Confusing the curve with its area function. The original function is the height of the graph; the area function is the area accumulated under it. They are different functions, related by the fact that the derivative of the area function is the original function. The curve is the rate; the area is the total.
Thinking area and slope are different worlds. That is the intuition this lesson overturns. The slope of the area function is the curve’s height, so accumulation and rate are inverses, not strangers.
What you should remember
Section titled “What you should remember”- Define the area function as the integral of the function from the lower limit to the input, the area accumulated up to a moving right end. Extending it by a tiny step in the input adds a thin rectangle of height equal to the function at the input, so the change in the area function is approximately the function at the input times that tiny step, and in the limit the derivative of the area function is the original function: the derivative of the area function is the original curve.
- That single fact is the fundamental theorem.
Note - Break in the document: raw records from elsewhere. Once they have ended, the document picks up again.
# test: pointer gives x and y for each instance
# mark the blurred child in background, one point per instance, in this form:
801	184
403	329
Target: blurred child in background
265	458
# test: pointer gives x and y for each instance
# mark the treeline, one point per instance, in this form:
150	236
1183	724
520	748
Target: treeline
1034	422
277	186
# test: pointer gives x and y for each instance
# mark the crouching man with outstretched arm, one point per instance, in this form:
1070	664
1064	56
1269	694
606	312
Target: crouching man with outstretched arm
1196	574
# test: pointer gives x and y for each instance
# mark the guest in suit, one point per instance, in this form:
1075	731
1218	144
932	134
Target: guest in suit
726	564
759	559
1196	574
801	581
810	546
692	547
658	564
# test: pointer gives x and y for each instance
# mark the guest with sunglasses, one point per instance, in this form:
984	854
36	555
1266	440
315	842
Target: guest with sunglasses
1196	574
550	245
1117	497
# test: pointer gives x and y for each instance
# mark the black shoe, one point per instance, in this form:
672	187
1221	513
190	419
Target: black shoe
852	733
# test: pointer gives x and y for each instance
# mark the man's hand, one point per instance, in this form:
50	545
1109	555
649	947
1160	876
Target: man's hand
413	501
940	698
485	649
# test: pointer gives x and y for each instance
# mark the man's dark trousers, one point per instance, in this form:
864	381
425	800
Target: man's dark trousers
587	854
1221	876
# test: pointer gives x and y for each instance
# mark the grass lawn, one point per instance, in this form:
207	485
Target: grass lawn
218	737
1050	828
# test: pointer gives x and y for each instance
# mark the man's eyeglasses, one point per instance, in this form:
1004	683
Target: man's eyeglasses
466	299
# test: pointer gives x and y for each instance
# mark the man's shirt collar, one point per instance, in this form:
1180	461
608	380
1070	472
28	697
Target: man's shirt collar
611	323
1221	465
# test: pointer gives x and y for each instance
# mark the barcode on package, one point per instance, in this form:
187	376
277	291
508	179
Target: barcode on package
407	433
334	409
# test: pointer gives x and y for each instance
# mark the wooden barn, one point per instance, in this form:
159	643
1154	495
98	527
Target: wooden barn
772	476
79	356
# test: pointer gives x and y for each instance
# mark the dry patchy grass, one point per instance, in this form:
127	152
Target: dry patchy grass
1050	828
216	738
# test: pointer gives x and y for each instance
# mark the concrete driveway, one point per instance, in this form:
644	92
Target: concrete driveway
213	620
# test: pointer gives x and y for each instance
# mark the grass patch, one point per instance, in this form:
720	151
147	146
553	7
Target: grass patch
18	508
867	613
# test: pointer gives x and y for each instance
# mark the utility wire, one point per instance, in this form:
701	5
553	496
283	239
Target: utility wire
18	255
Because the area function is an antiderivative of the original function, any antiderivative gives its value at the upper limit minus its value at the lower limit, which equals the integral of the function from the lower limit to the upper limit. Integration and differentiation are inverse operations because the slope of an accumulated area is the thing being accumulated.
- In everyday terms, the rate a total accumulates is the thing accumulating: the bucket fills at the tap’s flow rate. In machine learning this is the PDF-and-CDF pairing (the derivative of the cumulative function is the density) and every running-total-versus-its-rate relationship you read off a curve.
Area and slope turned out to be one idea seen twice: the slope of the accumulated area is the curve itself. The first lesson noticed this on a circle; this lesson proved it for everything. With both halves of calculus built and bound together, the final two lessons go deeper into rates, first higher-order derivatives, then the Taylor series that approximates any function from them.